TD Awaits Tuesday's Canadian Budget to Meet The Economy's Challenges
BY MT Newswires | ECONOMIC | 11/03/25 10:08 AM EST10:08 AM EST, 11/03/2025 (MT Newswires) -- As was widely expected, the Bank of Canada delivered another quarter-point interest rate cut last week, said TD.
However, yields backed up on the news as the accompanying statement showed that the BoC is comfortable with where the policy rate now stands -- shrinking the odds of further rate cuts, noted the bank.
The decision comes ahead of a much-anticipated federal Budget this Tuesday, where Prime Minister Mark Carney is looking to address the structural challenges facing the country. As Governor Tiff Macklem has pointed out before, the BoC's single blunt policy instrument, changing the overnight rate, can't address the structural damage caused by the trade conflict with the United States.
Fiscal policy is better suited for this task, and so the bank looks forward to seeing the strategy and implementation plan in the budget, which could have a "material" effect on medium-term growth.

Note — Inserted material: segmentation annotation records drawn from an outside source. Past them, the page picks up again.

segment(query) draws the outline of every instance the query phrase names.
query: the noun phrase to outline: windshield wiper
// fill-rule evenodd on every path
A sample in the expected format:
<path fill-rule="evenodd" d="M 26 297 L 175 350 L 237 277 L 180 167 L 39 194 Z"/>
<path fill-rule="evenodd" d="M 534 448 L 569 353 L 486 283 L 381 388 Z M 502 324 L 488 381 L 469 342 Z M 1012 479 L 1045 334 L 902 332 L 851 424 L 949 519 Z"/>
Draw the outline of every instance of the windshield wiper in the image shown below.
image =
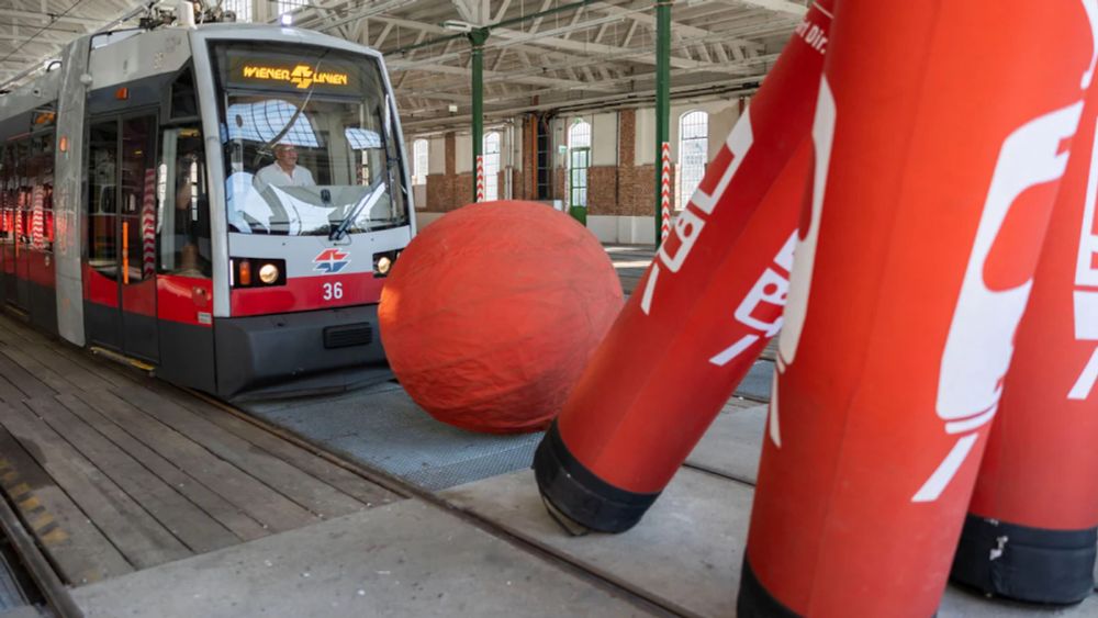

The headline of the week was the BoC signaling it was now time for a pause on interest rate moves. The policy rate is now at the lower end of the BoC's neutral rate range -- the rate at which interest rates are neither stimulating nor restricting the economy. The bank's view remains that, given the current balance of risks, a pause here is warranted.
On the downside, August's industrial gross domestic product data showed the economy shrank 0.3% month-on-month, completely offsetting July's gain. A small 0.1% month-over-month increase is expected in September, but, bigger picture, this all reflects an economy facing down a structural change as trade with the U.S. is upended. Industries highly reliant on access to the U.S. market are losing momentum, opening a wedge with domestic oriented sectors.
In addition, with trade uncertainty expected to persist, the outlook here remains fraught, according to TD.
The labor market also remains soft. Last month's jump in employment was a welcome development, but did little to arrest the steady erosion in the labor market. The unemployment rate is still elevated at 7.1% and being restrained by stall-speed population growth. The only silver lining here is that due to the slower growth in the labor force, the economy doesn't need to generate as many jobs as in the past to prevent the unemployment rate from rising -- a fact highlighted in the Monetary Policy Report that accompanied the rate announcement.
At the BoC press conference, Governor Tiff Macklem highlighted that "structural damage caused by tariffs is reducing the productive capacity and adding costs," limiting "the ability of monetary policy to boost demand while maintaining low inflation." As such, the outlook for stable inflation despite weak growth.
However, this brings to the upside to the outlook. The hope is that the new government's first budget on Tuesday will confront the challenges the economy is facing, sai TD. Among the objectives is diversifying Canada's trade relationships to double non-U.S. exports in the next decade.
To accomplish this, large, near-term investments in trade-facilitating infrastructure are expected, on top of a substantial commitment to lift defense spending to 5% of GDP by 2035. The timing and scale of the outlays could provide a lift to growth in the medium term as funds start to flow, noted the bank.